At first, I’m flattered that you are staring at me. I do look good with facial hair, highway wind whipping through my closely cropped hair, and black shades on. But you hold your stare for too long. I make eye contact with you and hope we will share a moment. I hope you will wave or turn away and laugh with your friends. But you don’t. You keep your eyes on me, and as much as I try to look away, I can’t.

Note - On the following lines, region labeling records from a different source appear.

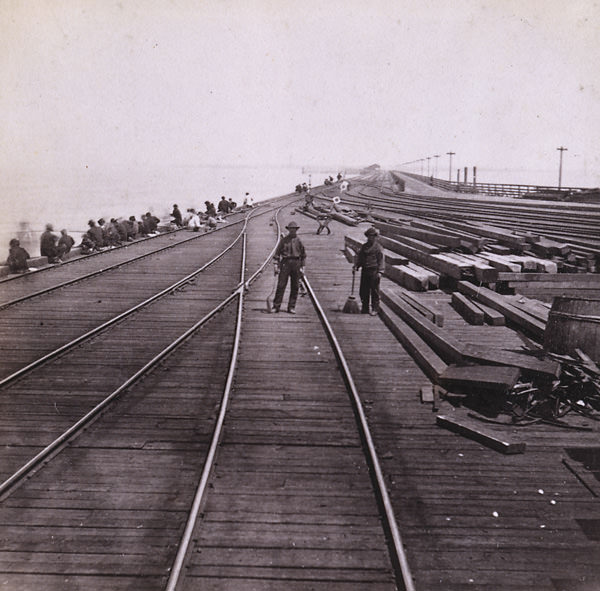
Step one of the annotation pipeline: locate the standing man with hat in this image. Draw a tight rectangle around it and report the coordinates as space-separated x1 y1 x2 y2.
354 228 385 316
273 222 306 314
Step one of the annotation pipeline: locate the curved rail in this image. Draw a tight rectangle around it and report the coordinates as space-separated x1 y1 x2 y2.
0 206 266 388
0 212 253 310
165 210 281 591
303 276 415 591
0 208 282 500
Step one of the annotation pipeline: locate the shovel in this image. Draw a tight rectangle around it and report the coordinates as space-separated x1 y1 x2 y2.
342 269 360 314
267 266 279 314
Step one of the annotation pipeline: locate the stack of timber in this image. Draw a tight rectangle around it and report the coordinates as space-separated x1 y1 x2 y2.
332 173 600 453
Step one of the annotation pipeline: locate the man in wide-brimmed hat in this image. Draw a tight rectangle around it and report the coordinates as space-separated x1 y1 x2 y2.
354 228 385 315
273 222 306 314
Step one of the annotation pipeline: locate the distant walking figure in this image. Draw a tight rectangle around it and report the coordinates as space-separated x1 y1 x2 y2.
317 211 331 234
273 222 306 314
354 228 385 316
171 203 183 228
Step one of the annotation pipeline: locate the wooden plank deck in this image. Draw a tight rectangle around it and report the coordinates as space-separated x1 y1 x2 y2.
0 192 600 591
301 210 600 591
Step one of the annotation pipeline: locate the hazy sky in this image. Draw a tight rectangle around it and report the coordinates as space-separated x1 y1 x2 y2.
0 0 600 184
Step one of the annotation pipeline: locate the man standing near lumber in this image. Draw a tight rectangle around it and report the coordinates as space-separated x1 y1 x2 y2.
352 228 385 316
272 222 306 314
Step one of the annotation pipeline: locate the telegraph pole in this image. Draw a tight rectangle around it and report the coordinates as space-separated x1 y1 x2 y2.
446 152 456 182
556 146 567 189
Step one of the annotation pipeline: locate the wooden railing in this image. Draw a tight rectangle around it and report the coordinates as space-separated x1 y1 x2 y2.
400 172 598 201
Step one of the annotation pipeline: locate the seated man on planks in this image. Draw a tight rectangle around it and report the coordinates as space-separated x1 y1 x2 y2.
40 224 62 264
6 238 29 273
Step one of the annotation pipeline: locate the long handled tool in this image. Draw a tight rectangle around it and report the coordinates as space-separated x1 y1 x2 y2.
342 269 360 314
267 265 279 314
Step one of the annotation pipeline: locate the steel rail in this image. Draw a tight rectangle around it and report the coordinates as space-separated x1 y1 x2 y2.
0 204 279 501
0 282 239 500
0 197 292 310
0 219 244 310
303 275 415 591
0 212 253 388
165 236 246 591
165 208 281 591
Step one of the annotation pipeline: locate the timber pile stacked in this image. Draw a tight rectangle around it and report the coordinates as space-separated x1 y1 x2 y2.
326 173 600 453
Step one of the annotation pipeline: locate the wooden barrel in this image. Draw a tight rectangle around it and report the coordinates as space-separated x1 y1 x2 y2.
544 297 600 363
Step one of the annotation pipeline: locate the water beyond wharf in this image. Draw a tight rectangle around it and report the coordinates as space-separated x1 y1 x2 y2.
0 183 600 591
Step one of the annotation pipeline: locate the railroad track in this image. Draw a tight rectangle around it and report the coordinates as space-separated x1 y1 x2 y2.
343 175 600 248
0 199 298 385
0 201 413 590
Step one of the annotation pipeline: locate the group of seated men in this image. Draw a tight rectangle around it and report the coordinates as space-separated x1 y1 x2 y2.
81 211 160 254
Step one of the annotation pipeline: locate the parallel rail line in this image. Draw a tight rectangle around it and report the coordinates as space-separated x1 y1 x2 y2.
0 200 415 591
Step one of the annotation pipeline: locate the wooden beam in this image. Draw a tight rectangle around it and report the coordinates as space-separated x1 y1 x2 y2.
452 291 484 326
374 222 460 248
473 302 506 326
436 415 525 454
498 273 600 288
458 281 546 339
439 365 521 394
381 289 463 362
379 303 448 382
392 287 444 326
385 261 429 291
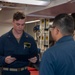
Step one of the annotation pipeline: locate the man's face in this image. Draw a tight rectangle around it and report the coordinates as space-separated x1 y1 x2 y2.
50 26 55 40
13 19 25 34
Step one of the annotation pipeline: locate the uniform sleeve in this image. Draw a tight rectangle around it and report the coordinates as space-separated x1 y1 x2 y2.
30 38 39 61
39 53 55 75
0 38 6 66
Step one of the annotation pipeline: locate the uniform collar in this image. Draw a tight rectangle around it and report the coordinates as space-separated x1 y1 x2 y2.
8 28 28 38
56 35 74 43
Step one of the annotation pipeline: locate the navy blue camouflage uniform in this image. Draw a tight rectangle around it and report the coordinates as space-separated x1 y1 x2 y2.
40 36 75 75
0 29 38 75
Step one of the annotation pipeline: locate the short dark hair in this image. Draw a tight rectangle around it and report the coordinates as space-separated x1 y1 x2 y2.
53 13 74 35
13 12 25 20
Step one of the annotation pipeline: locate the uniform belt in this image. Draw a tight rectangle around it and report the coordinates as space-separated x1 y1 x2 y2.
2 67 27 71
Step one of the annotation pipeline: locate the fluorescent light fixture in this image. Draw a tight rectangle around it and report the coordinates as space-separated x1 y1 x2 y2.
25 20 40 24
0 0 50 6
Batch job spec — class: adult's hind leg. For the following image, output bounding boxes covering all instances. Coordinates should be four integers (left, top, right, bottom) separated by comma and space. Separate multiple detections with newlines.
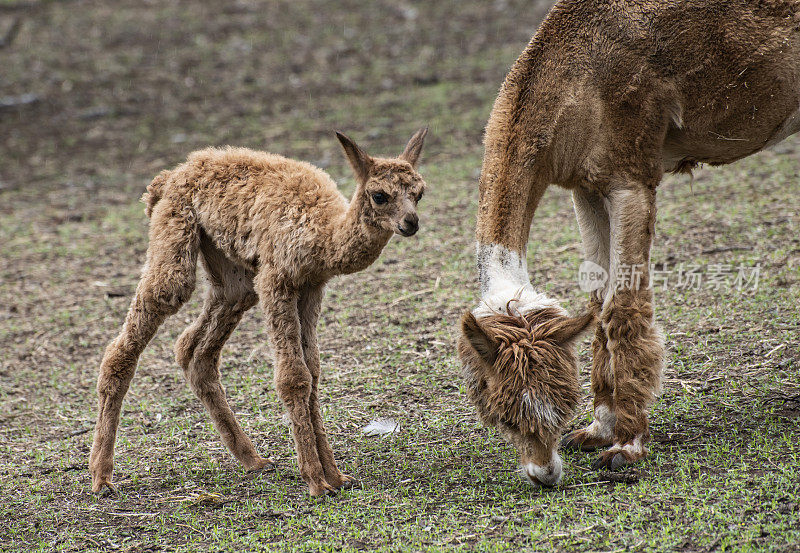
175, 239, 272, 471
561, 189, 616, 451
89, 204, 198, 492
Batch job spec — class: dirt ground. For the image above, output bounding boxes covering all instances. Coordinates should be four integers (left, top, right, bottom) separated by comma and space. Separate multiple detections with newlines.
0, 0, 800, 551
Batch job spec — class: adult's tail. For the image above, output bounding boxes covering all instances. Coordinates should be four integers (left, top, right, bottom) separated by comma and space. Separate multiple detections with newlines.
142, 170, 171, 217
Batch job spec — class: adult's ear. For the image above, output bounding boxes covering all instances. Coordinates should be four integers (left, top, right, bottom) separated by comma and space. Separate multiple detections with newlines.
400, 127, 428, 169
336, 131, 372, 184
545, 311, 595, 344
461, 311, 499, 367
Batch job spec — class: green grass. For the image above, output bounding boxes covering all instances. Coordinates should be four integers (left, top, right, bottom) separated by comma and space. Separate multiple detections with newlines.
0, 0, 800, 552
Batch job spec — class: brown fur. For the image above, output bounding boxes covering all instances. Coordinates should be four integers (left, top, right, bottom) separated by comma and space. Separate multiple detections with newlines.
89, 129, 427, 495
458, 309, 594, 470
462, 0, 800, 474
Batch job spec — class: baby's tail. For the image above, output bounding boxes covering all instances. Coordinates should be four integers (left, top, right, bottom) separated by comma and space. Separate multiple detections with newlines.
142, 171, 171, 217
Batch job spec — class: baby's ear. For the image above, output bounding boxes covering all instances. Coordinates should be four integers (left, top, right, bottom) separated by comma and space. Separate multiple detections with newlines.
461, 311, 499, 367
336, 131, 373, 184
400, 127, 428, 169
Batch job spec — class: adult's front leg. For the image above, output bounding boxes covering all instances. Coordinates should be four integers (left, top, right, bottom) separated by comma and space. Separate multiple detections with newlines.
593, 184, 664, 470
256, 277, 336, 496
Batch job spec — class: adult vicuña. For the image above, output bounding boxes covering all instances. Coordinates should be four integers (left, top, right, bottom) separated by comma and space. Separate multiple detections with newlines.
89, 129, 427, 496
459, 0, 800, 485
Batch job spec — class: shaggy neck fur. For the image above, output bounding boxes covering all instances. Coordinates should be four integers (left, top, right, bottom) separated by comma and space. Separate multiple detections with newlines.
327, 186, 392, 274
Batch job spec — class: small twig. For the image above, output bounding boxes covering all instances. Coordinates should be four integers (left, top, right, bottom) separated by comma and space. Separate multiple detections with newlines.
701, 246, 753, 254
764, 344, 786, 357
388, 288, 435, 307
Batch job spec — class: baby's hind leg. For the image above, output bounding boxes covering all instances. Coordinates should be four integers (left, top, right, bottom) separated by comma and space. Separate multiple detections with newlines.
89, 206, 198, 492
297, 286, 354, 488
175, 239, 272, 471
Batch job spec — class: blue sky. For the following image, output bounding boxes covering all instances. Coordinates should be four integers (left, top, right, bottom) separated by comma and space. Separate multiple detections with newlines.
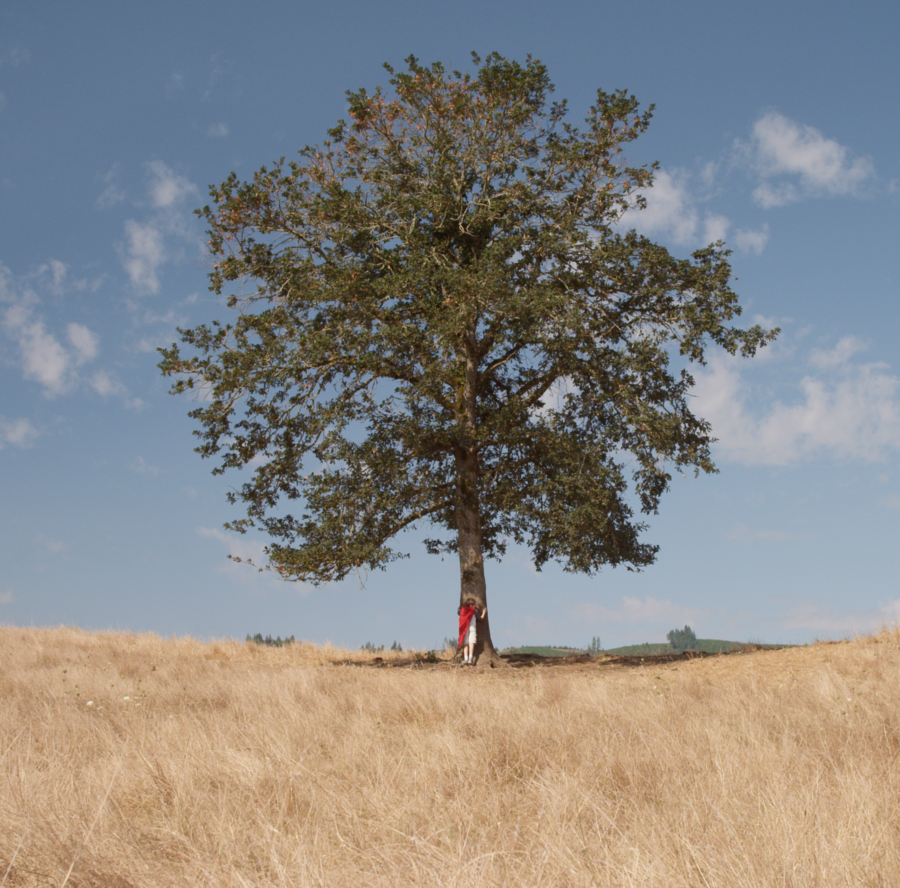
0, 0, 900, 647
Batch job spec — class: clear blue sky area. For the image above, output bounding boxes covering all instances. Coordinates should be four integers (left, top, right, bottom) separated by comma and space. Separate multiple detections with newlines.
0, 0, 900, 647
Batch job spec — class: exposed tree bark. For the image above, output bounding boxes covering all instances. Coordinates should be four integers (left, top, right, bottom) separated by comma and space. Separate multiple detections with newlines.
456, 335, 502, 666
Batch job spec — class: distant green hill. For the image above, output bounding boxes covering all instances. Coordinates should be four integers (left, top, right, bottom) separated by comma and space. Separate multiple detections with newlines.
501, 638, 743, 657
500, 645, 587, 657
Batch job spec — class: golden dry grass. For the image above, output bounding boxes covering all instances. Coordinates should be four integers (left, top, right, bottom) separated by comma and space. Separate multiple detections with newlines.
0, 628, 900, 888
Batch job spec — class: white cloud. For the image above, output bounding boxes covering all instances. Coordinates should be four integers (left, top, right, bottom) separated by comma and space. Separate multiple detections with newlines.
694, 337, 900, 465
703, 213, 731, 244
96, 163, 125, 210
66, 324, 99, 364
734, 225, 769, 256
0, 44, 31, 68
35, 533, 66, 555
121, 160, 197, 294
809, 336, 866, 370
628, 170, 697, 244
4, 305, 73, 395
124, 219, 165, 293
625, 170, 769, 254
778, 599, 900, 637
91, 370, 128, 398
0, 416, 38, 450
0, 259, 108, 395
148, 160, 197, 208
725, 524, 806, 543
128, 456, 163, 475
569, 595, 708, 626
738, 112, 874, 208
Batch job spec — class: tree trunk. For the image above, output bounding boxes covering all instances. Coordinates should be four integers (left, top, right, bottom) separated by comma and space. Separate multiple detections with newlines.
454, 320, 505, 667
454, 455, 503, 667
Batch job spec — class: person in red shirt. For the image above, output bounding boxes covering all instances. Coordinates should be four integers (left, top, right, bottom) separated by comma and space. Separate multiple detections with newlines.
456, 598, 487, 666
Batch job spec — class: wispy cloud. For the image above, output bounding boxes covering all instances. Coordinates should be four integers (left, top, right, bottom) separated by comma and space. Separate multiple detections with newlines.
0, 43, 31, 68
694, 336, 900, 465
625, 163, 769, 255
96, 163, 125, 210
0, 416, 38, 450
736, 111, 875, 209
569, 595, 709, 628
778, 599, 900, 637
725, 524, 806, 543
124, 219, 166, 293
148, 160, 197, 208
627, 170, 708, 245
128, 456, 163, 475
120, 161, 197, 295
734, 224, 769, 256
35, 533, 66, 555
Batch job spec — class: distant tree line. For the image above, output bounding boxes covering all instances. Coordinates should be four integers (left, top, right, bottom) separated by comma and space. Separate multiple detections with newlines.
246, 632, 297, 647
360, 641, 403, 652
666, 626, 697, 651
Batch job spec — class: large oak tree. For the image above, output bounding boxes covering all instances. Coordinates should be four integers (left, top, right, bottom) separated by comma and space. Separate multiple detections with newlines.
160, 54, 774, 661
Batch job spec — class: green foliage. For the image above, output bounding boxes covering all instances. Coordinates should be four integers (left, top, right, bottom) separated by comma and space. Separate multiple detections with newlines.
666, 626, 697, 651
504, 645, 584, 657
160, 54, 777, 600
245, 632, 296, 647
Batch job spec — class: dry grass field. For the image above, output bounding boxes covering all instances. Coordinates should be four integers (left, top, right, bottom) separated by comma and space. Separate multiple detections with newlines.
0, 627, 900, 888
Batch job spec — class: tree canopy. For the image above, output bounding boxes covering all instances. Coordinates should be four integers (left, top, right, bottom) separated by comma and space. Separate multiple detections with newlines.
160, 54, 776, 653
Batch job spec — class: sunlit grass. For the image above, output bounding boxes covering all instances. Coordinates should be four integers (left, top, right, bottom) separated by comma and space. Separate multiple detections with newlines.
0, 628, 900, 888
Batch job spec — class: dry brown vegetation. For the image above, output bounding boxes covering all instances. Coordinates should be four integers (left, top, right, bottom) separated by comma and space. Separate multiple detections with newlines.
0, 627, 900, 888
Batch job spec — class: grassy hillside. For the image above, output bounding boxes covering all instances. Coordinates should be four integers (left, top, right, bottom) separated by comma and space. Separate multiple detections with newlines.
0, 627, 900, 888
503, 638, 742, 657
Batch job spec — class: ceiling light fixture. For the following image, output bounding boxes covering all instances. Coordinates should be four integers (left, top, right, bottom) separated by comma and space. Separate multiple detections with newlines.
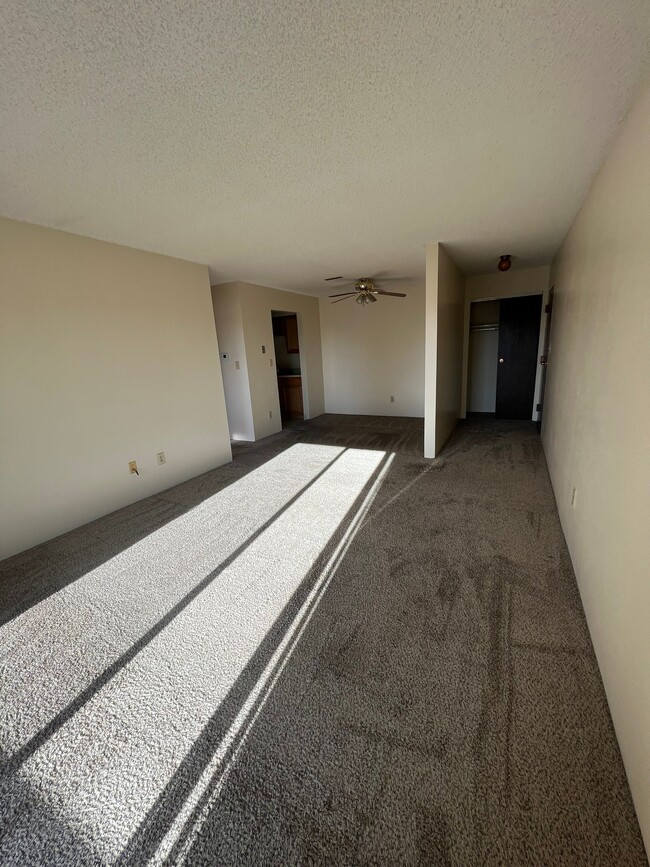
497, 253, 512, 271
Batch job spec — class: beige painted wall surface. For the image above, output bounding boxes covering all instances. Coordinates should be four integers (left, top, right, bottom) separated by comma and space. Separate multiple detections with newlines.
212, 283, 255, 442
320, 282, 425, 418
424, 241, 465, 458
212, 282, 325, 440
0, 220, 231, 557
461, 265, 550, 420
542, 83, 650, 850
424, 241, 440, 458
436, 245, 465, 454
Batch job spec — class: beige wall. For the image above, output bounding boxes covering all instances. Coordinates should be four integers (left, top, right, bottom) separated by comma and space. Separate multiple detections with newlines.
461, 265, 550, 420
212, 282, 325, 440
320, 282, 424, 418
424, 242, 465, 458
542, 81, 650, 849
212, 283, 255, 442
0, 220, 231, 557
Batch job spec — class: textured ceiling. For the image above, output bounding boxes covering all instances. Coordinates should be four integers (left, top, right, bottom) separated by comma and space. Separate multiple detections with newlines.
0, 0, 650, 292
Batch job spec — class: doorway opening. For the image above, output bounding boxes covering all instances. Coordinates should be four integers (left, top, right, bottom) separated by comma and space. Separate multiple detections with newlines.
467, 295, 542, 419
271, 310, 305, 428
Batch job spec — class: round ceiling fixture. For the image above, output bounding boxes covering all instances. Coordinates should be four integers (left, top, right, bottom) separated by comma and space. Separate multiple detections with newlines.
497, 253, 512, 271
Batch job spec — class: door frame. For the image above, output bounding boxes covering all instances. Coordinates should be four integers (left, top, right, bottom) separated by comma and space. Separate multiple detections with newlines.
460, 286, 549, 421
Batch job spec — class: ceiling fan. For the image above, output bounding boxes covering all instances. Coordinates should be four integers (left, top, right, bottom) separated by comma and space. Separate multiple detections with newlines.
325, 277, 406, 305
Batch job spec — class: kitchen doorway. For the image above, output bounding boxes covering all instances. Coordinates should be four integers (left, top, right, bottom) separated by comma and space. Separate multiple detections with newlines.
271, 310, 305, 428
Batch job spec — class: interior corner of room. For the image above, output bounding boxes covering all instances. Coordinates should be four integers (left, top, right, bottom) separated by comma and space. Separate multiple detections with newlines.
0, 0, 650, 864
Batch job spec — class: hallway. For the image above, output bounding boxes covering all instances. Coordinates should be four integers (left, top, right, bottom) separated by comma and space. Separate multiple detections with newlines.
0, 416, 646, 865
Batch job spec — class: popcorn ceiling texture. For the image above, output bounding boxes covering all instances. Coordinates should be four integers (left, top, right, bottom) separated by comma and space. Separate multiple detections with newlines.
0, 0, 650, 293
0, 416, 647, 867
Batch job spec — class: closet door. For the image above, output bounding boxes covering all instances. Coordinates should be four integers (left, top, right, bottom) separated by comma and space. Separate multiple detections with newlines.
495, 295, 542, 419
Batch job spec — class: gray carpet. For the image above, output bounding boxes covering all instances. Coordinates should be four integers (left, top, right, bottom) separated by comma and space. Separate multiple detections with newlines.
0, 416, 647, 865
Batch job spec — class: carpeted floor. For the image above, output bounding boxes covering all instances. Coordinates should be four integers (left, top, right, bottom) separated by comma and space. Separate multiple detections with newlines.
0, 416, 647, 867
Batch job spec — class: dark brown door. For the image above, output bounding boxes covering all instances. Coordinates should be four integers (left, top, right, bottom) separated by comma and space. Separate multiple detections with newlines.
537, 286, 555, 433
495, 295, 542, 419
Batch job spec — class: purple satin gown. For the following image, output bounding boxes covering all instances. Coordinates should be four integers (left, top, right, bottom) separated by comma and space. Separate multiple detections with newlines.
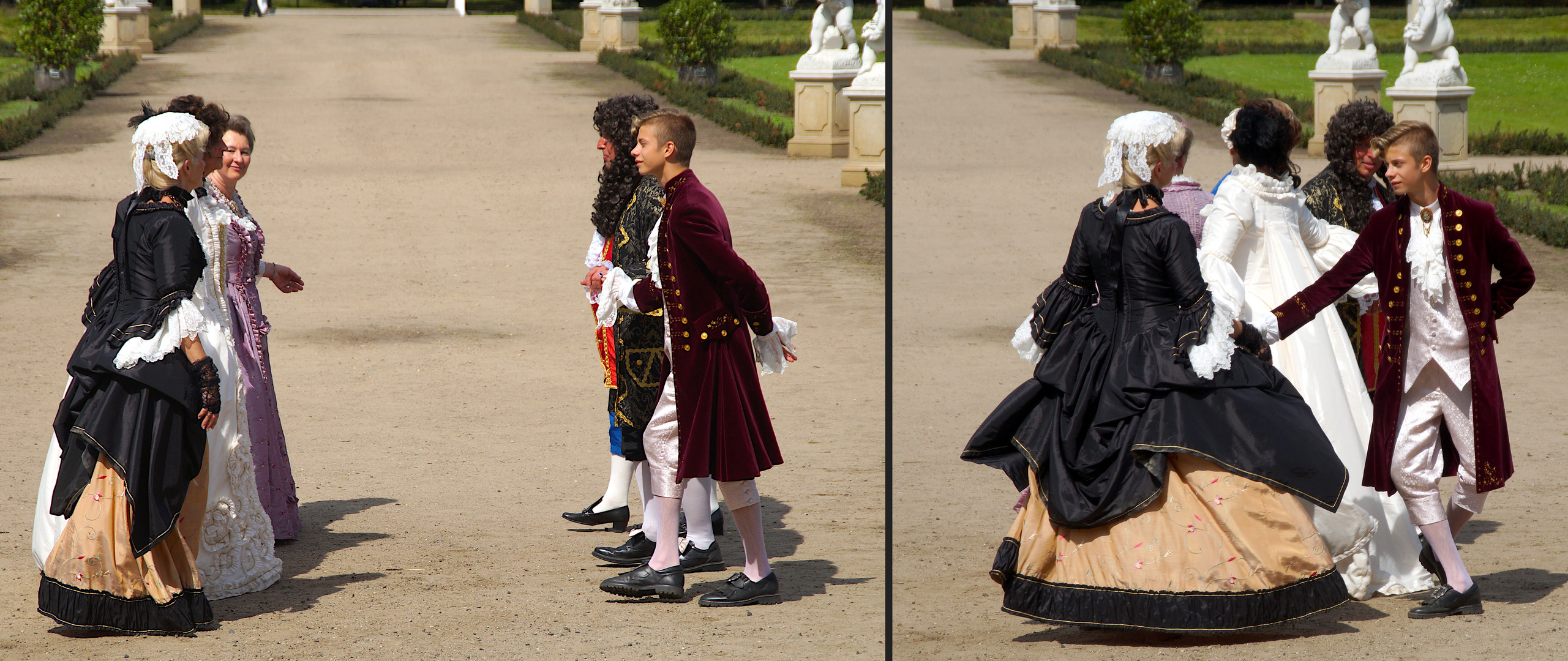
224, 196, 299, 539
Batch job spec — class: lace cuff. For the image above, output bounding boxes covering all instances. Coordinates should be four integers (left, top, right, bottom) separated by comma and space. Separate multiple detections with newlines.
751, 316, 797, 375
114, 299, 207, 370
1013, 312, 1046, 365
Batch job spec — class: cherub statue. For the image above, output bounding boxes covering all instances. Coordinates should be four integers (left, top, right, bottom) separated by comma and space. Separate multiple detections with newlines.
856, 0, 888, 75
1394, 0, 1469, 84
806, 0, 855, 55
1323, 0, 1372, 55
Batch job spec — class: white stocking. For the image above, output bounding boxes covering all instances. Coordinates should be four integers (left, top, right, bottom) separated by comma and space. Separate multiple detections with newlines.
593, 454, 634, 512
680, 478, 718, 550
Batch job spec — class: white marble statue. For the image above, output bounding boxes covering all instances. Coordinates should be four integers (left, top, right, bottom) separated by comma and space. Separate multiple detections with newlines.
1394, 0, 1469, 88
859, 0, 888, 75
806, 0, 856, 55
1323, 0, 1377, 55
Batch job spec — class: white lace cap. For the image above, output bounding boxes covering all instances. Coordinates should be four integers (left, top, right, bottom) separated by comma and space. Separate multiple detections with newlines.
1220, 108, 1242, 149
130, 113, 205, 191
1095, 110, 1180, 188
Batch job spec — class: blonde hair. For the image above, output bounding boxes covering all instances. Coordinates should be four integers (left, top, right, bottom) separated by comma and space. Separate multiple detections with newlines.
141, 125, 210, 191
1106, 138, 1180, 188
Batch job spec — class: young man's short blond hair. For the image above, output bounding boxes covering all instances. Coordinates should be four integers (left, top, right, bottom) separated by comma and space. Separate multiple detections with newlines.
1372, 119, 1442, 173
632, 108, 696, 165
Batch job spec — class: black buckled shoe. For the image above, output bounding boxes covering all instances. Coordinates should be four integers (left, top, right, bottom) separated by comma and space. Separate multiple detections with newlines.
1409, 583, 1485, 620
599, 564, 685, 600
561, 496, 632, 532
593, 532, 657, 567
680, 542, 724, 573
696, 572, 784, 606
1416, 532, 1449, 586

Your eyes are empty. That’s the best way to describe them. And I’m terribly scared of them. I’m scared of them because they don’t seem self-aware. In fact, they seem the opposite of it. They are empty. They are shells. And they warn me that most people have souls that look similar.
The woman who waves or laughs is no more self-aware than you are. She is simply better at acting. She knows that a well-placed laugh can make it seem like she doesn’t take herself too seriously. She knows that a well-timed wave goes well with her personal aesthetic.
The scary thing about your eyes is that they show that you have given up. As I try to cut away every opinion, every action, every thought that is not my own, you realize that it is not an achievable goal. You have given into the cookie cutter. You have allowed it to rule your sunflower face. Nothing in the world can make you more or less than you are now because you will be gone by winter.
That was me Spencer (I cross-dress sometimes).